We had our daughters 3rd and 4th birthday parties at the park. That way the kids could just play the whole time, eat and open gifts.

You can also buy bulk size crafts at www.orientaltrading.com and www.birthdayexpress.com if you want to have them sit and do crafts.


----------



## butterflykisses4 (Oct 16, 2007)

the leafs are turning here. We bought a hay bale and dropped 6 toys into it the kids had a BLAST! SO funny seeing them hunting for it. Also we did a balloon toss water baloons, made pumpkin into faces with yarn and googly eyes and such, bought the fake spider webbing and had each kid build thier own spiders web. We have done pasted tissue onto glass baby food jars for cute decopage (SP) vases. Get a bunch of old mismatched socks and have apuppet show. take old paper towel rolls and make them into prioncess wands. buy cheap flip flops (on sale here at joanns) and have them make princess slippers. hope this helps!


----------



## Ell-Bell (Nov 16, 2002)

I love that ribbon hunt idea!

I also think that having bubbles, etc is a good idea. Sometimes just having things for them to play with is enough- and your craft sounds great!


----------



## LaughingHyena (May 4, 2004)

Carrying beanbags on a spoon is quite good for little ones.

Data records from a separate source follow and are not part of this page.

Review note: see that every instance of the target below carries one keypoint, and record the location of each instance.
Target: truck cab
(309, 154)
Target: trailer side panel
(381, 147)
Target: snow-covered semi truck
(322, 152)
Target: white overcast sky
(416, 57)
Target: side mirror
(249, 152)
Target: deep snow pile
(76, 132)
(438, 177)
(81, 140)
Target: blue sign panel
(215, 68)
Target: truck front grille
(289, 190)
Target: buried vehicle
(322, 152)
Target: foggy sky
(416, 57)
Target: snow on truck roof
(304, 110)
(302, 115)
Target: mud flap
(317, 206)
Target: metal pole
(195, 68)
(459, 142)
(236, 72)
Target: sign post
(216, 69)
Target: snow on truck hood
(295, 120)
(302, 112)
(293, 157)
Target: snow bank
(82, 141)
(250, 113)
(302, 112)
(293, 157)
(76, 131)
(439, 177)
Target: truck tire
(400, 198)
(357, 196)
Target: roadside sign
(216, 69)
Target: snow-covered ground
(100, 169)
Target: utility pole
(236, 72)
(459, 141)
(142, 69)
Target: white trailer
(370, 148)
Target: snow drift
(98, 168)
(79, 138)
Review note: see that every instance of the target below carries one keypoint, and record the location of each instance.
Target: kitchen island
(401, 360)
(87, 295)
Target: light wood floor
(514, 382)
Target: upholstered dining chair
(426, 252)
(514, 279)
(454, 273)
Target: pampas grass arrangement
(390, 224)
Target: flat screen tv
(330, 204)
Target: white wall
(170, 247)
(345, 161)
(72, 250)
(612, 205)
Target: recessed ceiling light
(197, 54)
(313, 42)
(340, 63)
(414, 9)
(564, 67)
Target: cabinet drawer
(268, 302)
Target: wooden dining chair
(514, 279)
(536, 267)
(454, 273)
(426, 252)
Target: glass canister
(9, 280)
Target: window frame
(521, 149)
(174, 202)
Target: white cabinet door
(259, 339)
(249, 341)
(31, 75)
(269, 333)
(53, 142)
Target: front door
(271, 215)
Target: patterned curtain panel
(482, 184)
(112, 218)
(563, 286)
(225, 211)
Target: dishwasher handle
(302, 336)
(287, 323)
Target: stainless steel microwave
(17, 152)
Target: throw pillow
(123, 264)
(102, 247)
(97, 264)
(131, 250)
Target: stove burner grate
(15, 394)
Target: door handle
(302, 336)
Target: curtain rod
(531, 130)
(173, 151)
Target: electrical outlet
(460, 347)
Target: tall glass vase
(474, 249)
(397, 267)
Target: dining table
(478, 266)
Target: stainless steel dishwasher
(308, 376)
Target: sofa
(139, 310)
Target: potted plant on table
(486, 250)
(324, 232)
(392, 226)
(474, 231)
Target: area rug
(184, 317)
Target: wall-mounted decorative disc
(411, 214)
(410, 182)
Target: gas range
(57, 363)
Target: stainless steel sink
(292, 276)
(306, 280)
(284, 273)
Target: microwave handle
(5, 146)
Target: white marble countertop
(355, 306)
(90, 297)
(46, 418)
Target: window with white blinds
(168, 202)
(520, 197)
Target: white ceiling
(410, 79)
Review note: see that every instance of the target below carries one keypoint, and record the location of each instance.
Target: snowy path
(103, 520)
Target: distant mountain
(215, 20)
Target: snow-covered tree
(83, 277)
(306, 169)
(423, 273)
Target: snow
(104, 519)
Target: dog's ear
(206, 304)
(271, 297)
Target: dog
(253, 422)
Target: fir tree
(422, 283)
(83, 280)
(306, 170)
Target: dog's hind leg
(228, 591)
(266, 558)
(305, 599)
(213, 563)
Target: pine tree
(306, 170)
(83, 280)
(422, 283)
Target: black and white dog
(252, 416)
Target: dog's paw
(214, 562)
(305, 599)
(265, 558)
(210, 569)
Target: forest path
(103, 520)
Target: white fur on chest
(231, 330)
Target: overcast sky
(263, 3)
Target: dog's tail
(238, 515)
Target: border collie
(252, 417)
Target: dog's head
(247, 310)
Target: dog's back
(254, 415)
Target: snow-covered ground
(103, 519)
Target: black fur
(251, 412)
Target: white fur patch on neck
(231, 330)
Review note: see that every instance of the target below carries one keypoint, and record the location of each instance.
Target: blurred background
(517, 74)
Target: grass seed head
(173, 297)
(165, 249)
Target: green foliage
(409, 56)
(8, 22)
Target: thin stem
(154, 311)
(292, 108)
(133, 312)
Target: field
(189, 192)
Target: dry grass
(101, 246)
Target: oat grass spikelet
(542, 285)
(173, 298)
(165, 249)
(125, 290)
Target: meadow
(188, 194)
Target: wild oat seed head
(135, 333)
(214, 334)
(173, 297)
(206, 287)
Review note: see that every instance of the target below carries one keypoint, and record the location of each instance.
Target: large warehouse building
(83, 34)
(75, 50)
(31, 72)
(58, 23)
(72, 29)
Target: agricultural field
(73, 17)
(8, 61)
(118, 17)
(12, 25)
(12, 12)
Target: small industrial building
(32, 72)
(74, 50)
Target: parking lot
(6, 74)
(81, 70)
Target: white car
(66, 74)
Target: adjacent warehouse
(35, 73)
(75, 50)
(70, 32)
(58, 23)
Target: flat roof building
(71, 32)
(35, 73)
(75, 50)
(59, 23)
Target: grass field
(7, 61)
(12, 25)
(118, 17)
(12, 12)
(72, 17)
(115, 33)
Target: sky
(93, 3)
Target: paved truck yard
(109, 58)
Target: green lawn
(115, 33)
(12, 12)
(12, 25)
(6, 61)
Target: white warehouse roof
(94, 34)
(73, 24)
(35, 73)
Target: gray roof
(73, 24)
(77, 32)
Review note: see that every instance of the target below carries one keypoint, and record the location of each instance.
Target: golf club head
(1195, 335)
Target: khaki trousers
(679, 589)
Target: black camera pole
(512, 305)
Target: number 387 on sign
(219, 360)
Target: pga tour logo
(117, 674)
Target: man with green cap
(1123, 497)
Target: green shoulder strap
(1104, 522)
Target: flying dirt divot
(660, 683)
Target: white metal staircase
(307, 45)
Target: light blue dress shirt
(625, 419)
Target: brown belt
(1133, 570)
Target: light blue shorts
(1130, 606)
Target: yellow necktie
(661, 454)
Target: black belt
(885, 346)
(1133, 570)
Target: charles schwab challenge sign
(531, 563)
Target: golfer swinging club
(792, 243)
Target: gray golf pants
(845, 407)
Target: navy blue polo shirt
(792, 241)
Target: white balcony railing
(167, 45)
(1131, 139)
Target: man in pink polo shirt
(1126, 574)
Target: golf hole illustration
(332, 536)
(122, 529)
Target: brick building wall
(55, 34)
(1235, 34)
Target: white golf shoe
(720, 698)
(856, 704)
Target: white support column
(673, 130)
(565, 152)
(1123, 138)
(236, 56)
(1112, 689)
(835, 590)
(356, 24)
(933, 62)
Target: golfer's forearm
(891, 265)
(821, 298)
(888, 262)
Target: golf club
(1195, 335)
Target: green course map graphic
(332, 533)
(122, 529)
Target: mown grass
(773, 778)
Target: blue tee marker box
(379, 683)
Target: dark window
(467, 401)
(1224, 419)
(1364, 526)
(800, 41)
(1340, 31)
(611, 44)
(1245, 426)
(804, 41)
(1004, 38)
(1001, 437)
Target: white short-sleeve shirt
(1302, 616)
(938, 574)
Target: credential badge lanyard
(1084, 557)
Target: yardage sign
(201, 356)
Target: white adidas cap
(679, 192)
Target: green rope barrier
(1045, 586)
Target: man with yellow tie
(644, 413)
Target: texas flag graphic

Also setting up targets/baskets to throw beanbags into.

A scavenger hunt, you draw up a list of items for the children to find around the garden, eg a fallen leaf, pebble, something smaller than their hand, something green etc. Another way is to give each child an empty egg box and they try to find something to fill each little container.

Nature bracelets, wrap a piece of sticky tape, sticky side out round the child's wrist. They decorate it by sticking on things found around the garden.

You could set up a trail to follow making arrows on the ground from sticks or pebbles or drawing in chalk.


----------